Ева схватила разделочный нож и шагнула к ней. Слова сами срывались с губ. Она не могла справиться с ними, как ни старалась.
— Не успокоюсь! Боже, что ты наделала… Нет, я не успокоюсь!
Нэн не сумела дотянуться до ручки двери, которая вела в гостиную. Она попятилась, но Ева продолжала двигаться к ней с ножом в руке. Ее глаза горели.
— Ева, остановись! — крикнула Нэн, метнулась в сторону и ударилась о дверь ванной так сильно, что раскололось стекло.

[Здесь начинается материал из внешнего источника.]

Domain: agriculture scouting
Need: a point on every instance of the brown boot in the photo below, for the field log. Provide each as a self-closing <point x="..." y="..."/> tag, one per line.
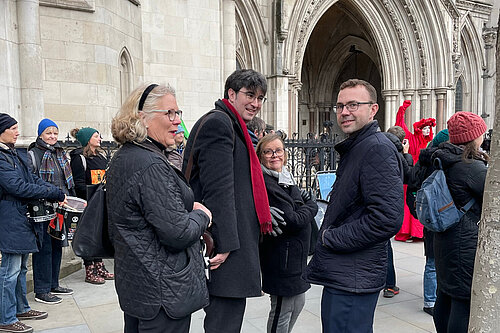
<point x="91" y="275"/>
<point x="103" y="272"/>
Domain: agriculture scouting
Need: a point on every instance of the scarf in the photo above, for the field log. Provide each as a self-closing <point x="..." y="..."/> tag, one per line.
<point x="284" y="177"/>
<point x="48" y="165"/>
<point x="258" y="185"/>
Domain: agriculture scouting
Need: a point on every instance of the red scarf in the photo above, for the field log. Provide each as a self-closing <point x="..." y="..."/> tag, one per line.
<point x="258" y="185"/>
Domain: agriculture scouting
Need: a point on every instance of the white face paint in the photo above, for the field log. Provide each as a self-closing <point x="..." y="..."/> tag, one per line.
<point x="426" y="130"/>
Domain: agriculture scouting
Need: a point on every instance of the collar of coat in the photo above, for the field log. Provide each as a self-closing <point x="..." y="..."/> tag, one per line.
<point x="356" y="137"/>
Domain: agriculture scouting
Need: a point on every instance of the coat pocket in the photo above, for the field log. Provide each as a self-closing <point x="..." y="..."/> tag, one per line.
<point x="186" y="291"/>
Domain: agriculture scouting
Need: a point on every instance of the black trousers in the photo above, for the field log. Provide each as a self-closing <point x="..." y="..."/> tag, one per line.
<point x="451" y="315"/>
<point x="159" y="324"/>
<point x="224" y="314"/>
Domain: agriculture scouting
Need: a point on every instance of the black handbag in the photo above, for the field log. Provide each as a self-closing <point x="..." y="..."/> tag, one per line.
<point x="91" y="238"/>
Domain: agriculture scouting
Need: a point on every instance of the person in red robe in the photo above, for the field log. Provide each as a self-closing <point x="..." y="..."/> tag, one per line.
<point x="421" y="136"/>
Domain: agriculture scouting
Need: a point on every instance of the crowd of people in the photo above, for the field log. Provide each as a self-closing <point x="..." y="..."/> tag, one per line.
<point x="229" y="182"/>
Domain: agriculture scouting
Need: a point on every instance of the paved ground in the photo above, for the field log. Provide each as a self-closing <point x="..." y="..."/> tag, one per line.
<point x="95" y="308"/>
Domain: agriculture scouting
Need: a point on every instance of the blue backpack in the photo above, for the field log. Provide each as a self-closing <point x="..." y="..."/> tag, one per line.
<point x="435" y="207"/>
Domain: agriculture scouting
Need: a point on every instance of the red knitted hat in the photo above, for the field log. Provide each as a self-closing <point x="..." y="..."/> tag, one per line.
<point x="465" y="126"/>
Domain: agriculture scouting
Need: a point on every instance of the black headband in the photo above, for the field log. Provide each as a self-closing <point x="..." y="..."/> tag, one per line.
<point x="145" y="95"/>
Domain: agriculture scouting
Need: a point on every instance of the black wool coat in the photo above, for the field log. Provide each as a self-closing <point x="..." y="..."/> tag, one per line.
<point x="455" y="248"/>
<point x="221" y="180"/>
<point x="151" y="224"/>
<point x="283" y="258"/>
<point x="364" y="212"/>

Нэн упала, проехалась по полу, и осколки стекла порезали ей предплечье. Кровь брызнула с такой силой, что залила ей лицо.
Через секунду бело-фиолетовое платье стало алым. Ева уронила нож на пол. Она стояла на кухне, засыпанной битым стеклом, залитой кровью, запачканной едой, которую нужно было нести на стол, и кричала так же громко, как Нэн. Но даже вдвоем они не могли перекричать голоса, подпевавшие пластинке:
— «Янг лав, фёрст лав, из филд уиз дип эмоушен…»[12]
В конце концов их услышали, и дверь открылась.
Эйдан и Фонси влетели на кухню первыми.
— Чья машина стоит ближе всех? — спросил Фонси.
— Джека. Прямо у дверей.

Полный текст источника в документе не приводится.